Herkes yüzünü buraya dönmeli
Şırnak Ekoloji Platformu üyesi Ahmet Başak ekolojistlere, çevre derneklerine, demokratik kamuoyuna duyarlılık çağrısı yaparak şu ifadeleri kullandı. “İlimizde yaklaşık beş yıldır orman kıyımları yaşanıyor. Daima ‘özel güvenlik’ gerekçesi dile getiriliyordu ama gerçek niyetleri anlaşıldı artık. Yeraltındaki madenleri aramaya başladılar. Burada yıllardır yürütülen bir savaş var. Bu savaşta zararı en çok şu an yaşadığımız coğrafya görüyor. Savaşlarda ölü sayısını ve ekonomik zararı ön plana çıkarıyorlar ama doğanın aldığı zararı hiç kimse, hiçbir devlet dillendirmiyor. Dört yıl önceki Orman Genel Müdürlüğü’nün kaynaklarının verilerine göre Şırnak bölgesinin sadece %44’ü ormanlık bölgesiymiş. 2021’in sonlarında tekrar ölçüm yapılmış yedi ay içerisinde %8 kayıp meydana gelmiş. Şu anda da bu orman kıyımlarının ya da verilen zararın ne kadar olduğunu kimse bilmiyor. Çünkü Valilik 15 günde bir bölgede yasak kararı çıkarıyor. Bizim çağrımız şudur: Doğanın insanlara ihtiyacı yok fakat bütün canların doğaya ihtiyacı var. Batı illerinde yapılan orman kıyımlarına ya da doğa talanına refleks gösteriliyor ama söz konusu Kürdistan coğrafyası olduğu zaman kimse orman kıyımlarını görmek istemiyor. Doğa hepimizin, bu yüzden herkesten destek bekliyoruz. Böylece kısık sesleri bir araya getirip daha gür bir ses çıkarabiliriz.”

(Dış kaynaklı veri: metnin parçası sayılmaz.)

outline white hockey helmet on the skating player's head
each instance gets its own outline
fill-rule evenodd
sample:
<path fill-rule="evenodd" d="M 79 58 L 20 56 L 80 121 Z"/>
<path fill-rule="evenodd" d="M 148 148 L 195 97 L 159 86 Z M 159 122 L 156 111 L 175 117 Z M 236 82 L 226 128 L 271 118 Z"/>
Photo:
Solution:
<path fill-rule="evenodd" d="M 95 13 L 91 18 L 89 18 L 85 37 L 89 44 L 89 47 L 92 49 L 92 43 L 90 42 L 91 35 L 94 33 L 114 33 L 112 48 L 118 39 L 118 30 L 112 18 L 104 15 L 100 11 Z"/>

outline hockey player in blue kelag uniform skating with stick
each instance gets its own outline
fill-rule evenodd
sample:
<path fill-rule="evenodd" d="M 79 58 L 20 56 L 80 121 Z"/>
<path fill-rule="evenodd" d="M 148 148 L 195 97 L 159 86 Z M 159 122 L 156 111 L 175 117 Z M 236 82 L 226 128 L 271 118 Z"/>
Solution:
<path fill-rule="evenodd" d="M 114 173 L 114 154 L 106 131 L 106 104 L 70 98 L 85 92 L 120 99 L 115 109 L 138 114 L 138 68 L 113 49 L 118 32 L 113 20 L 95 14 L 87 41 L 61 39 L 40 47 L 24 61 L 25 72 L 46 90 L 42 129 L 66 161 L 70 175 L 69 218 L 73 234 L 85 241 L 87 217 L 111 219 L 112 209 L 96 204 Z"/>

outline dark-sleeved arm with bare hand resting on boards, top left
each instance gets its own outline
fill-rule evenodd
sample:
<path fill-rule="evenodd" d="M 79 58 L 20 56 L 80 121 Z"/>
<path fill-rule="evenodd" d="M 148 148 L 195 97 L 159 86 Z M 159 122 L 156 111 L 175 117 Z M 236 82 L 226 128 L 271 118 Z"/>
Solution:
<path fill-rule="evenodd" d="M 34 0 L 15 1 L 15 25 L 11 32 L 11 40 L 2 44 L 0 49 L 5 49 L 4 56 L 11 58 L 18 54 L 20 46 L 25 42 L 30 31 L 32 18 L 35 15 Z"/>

Şirnex Ekoloji Platformu: Sessiz kalmayın
Şirnex Ekoloji Platformu, Gabar Dağı ve çevresinde süren petrol ve maden arama çalışmalarının su kaynaklarını kirlettiğini ve doğal yaşamı tehdit ettiğini belirterek yazılı açıklama yaptı. Platform, özellikle Akçay ve Kızılsu köylerinde içme suyu kaynaklarının ya kuruduğunu ya da petrol atıklarıyla kirlendiğini vurguladı. Ayrıca, maden faaliyetlerinde kullanılan ağır metallerin yeraltı sularına karıştığı, doğaya atık su salındığı ve bu durumun tarımı, hayvancılığı ve insan sağlığını ciddi şekilde tehdit ettiği belirtildi. Açıklamada, Cûdî Dağı’ndaki Nerdûş Deresi’nin artık tatlı su olmaktan çıktığı, kömür aktığı ifade edilirken; Gabar, Cûdî ve Besta’da yapılan ağaç kesimlerinin de birer “ekokırım” olduğu kaydedildi. Platform, doğaya sahip çıkılması çağrısında bulunarak tüm kamuoyunu bu tahribata karşı harekete geçmeye davet etti.